A White House fact sheet following meetings between U.S. President Donald Trump and Chinese President Xi Jinping said the two leaders reached understandings to enhance stability and confidence for businesses and consumers. The document emphasized a “constructive relationship of strategic stability,” reflecting recognition of economic interdependence and the need to steady major-power economic ties.
For emerging markets and developing economies (EMDEs), these signals matter given the macroeconomic backdrop is closely tied to the U.S.–China relationship. Although EMDEs have contributed about 60% of annual global growth, they are highly exposed to debt stress, financial volatility, and external disruptions. These constraints are slowing economic expansion, and critically, limiting investments in health, education and infrastructure amid rising development needs.
After a year of higher trade barriers and elevated uncertainty, global activity faces renewed pressure from the war in the Middle East. According to the International Monetary Fund’s latest World Economic Outlook, the conflict-induced slower growth and rising inflation are expected to weigh heavily on EMDEs, with commodity-importing countries particularly exposed.

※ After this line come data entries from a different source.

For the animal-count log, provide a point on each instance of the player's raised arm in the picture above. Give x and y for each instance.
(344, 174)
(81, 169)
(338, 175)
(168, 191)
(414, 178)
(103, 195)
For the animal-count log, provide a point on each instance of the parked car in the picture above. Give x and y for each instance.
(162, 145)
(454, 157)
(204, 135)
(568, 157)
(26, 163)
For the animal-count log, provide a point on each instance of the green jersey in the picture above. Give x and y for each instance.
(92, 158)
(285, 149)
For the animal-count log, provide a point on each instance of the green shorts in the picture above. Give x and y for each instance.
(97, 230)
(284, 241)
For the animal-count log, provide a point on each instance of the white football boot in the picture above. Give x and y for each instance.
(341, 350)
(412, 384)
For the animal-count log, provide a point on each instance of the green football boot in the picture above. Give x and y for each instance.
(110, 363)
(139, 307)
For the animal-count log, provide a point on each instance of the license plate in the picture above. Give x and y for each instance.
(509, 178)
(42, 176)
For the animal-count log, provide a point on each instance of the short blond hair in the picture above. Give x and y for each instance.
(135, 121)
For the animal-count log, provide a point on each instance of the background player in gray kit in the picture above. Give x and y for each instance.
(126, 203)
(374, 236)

Energy markets are a key transmission channel. Disruptions in the Strait of Hormuz have pushed up oil prices, spiking import costs for energy-dependent economies. Rising energy costs have fed into inflation, widened financial and current-account deficits, and prompted monetary tightening. Governments are likely to respond with higher interest rates or spending cuts, which in turn will stifle growth and deepen instability.
Financial markets accelerate these spillovers. During periods of stress, capital tends to flee toward safe-haven assets, particularly the U.S. dollar. This phenomenon triggers currency depreciation, raises borrowing cost and lowers investment in development priorities such as infrastructure, health and education.
Debt vulnerabilities compound these challenges. Many low- and middle-income countries face heavy debt servicing burdens that constrain fiscal space for development spending. External shocks such as the Iran conflict further narrow fiscal buffers, forcing spending cuts or additional borrowing. This deepens fragility in EMDEs and slows their development trajectories.
The consequences won’t be contained within those countries. If these economies buckle under debt distress, capital flight, and fragmented infrastructure finance–American and Chinese exporters alike will lose markets.
Debt restructuring mirrors the fragmentation of global finance. China is now the largest bilateral creditor to many developing countries; Western economies wield an outsized influence over multilateral financial institutions. As coordination between major economic players becomes more difficult and mechanisms like the G20 Common Framework struggle to deliver – debt crises are likely to prolong, increasing uncertainty and suppressing global demand.
Trade is also being reorganized by geopolitical competition between the United States and China. Supply chains are not contracting; they are rerouted through intermediary economies. This raises compliance costs, reduces transparency and increases prices for consumers around the world. A relatively stable Washington-Beijing relationship could ease these pressures, reducing uncertainty and limiting further fragmentation.
Even in technology, cooperation is possible. The U.S.-China collaboration in areas such as public health, environmental science and basic research shows that engagement can coexist. Export controls alone are unlikely to determine technological leadership. The challenge is to balance safeguards with continued innovation and diffusion.
Despite deep distrust and strategic rivalry, there remains scope for cooperation between Washington and Beijing in areas that directly affect global economic stability. This does not require broad political alignment, rather pragmatic coordination where interests overlap — including energy security, crisis management, and resilience in global supply chains.
Neither the United States nor China can insulate itself from instability abroad. Emerging markets are central to global demand, commodity consumption, manufacturing expansion, and future growth. Instability there will inevitably feed back into both economies through weaker trade, financial volatility and disrupted supply chains.
The defining question is no longer whether fragmentation will shape the global economy — it already does — yet whether it can be managed without exporting disproportionate instability onto more vulnerable economies. Managed fragmentation may still allow strategic competition between major powers, but without coordination on shared risks, it will make the global economy including the two economies more volatile, more uneven, and less predictable.